Overview
Use this guide to grant Airia secure, temporary access to AWS resources in your account (for example, Amazon Bedrock models) without sharing long-lived AWS credentials.
Airia uses AWS Security Token Service (STS) AssumeRole with an External ID. You’ll create an IAM role in your AWS account that trusts Airia to assume it; Airia exchanges that trust for short-lived credentials whenever it needs to call AWS on your behalf.
Prerequisites
Before you begin, ensure you have:
Step 1: Start the connector in Airia
- In Airia, go to Settings → Ecosystem → App Connections → Available
- Choose AWS STS
- The form will display a Trust Policy and an External ID. Leave this browser tab open — you’ll need both in the next steps.
Do not refresh this page until you finish Step 4. The External ID is regenerated on each page load, and a fresh one won’t match the IAM role you’re about to create.

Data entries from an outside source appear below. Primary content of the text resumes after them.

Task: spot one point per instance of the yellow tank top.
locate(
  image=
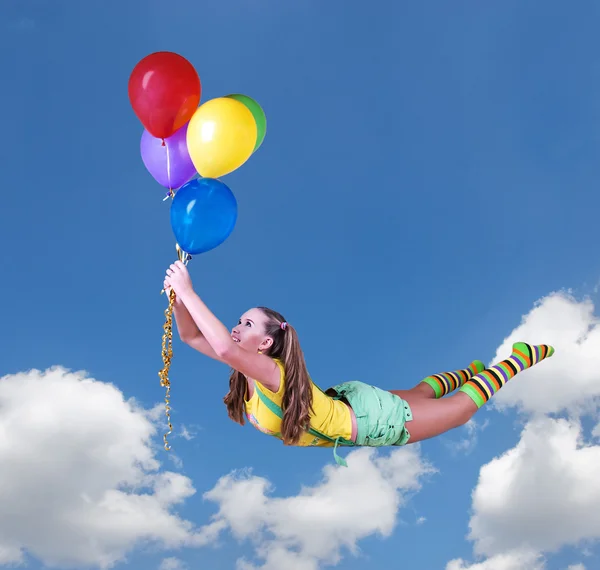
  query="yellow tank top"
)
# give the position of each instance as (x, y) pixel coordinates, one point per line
(331, 417)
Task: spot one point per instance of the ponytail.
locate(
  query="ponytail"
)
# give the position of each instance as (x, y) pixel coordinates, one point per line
(297, 398)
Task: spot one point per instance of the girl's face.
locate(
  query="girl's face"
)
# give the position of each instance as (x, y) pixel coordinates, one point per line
(249, 333)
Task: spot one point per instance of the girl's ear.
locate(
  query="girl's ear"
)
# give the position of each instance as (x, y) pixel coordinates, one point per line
(266, 344)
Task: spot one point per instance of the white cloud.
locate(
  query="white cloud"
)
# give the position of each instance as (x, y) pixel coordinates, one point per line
(540, 495)
(172, 563)
(544, 493)
(301, 532)
(517, 560)
(570, 380)
(83, 484)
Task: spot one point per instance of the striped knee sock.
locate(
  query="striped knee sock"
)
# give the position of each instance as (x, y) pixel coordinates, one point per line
(445, 382)
(483, 386)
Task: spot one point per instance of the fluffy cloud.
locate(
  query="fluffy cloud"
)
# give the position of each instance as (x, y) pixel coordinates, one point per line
(570, 380)
(82, 485)
(312, 528)
(517, 560)
(545, 492)
(540, 495)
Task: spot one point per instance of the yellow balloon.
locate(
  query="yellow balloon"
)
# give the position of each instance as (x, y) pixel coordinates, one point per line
(221, 136)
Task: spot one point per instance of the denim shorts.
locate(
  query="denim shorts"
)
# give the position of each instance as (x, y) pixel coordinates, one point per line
(380, 415)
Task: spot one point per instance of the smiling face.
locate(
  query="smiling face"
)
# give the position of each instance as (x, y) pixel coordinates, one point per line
(250, 333)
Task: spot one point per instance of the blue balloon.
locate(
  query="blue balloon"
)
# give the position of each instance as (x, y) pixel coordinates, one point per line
(203, 215)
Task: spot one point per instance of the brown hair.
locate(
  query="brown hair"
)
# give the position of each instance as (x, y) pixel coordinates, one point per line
(297, 397)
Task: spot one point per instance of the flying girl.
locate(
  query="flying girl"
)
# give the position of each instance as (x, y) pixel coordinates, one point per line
(270, 385)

Step 2: Create the IAM role in AWS
- Sign in to the AWS Console and open IAM → Roles → Create role.
- Trusted entity type: select Custom trust policy.
- Copy the Trust Policy from Airia and paste it into the policy editor, replacing the default JSON. It will look like:
{
"Version": "2012-10-17",
"Statement": [
{
"Sid": "AllowSystemAccount",
"Effect": "Allow",
"Principal": { "AWS": "arn:aws:iam::808540602285:root" },
"Action": "sts:AssumeRole",
"Condition": {
"StringEquals": { "sts:ExternalId": "<your-external-id>" }
}
}
]
}
- Click Next.
Step 3: Attach permissions to the role
Grant the role only what Airia needs to do on your behalf. The most common case is invoking Bedrock models.
Bedrock (typical)
In the Add permissions step, attach the AWS-managed policy AmazonBedrockFullAccess (or create a custom policy scoped to specific model ARNs for tighter control).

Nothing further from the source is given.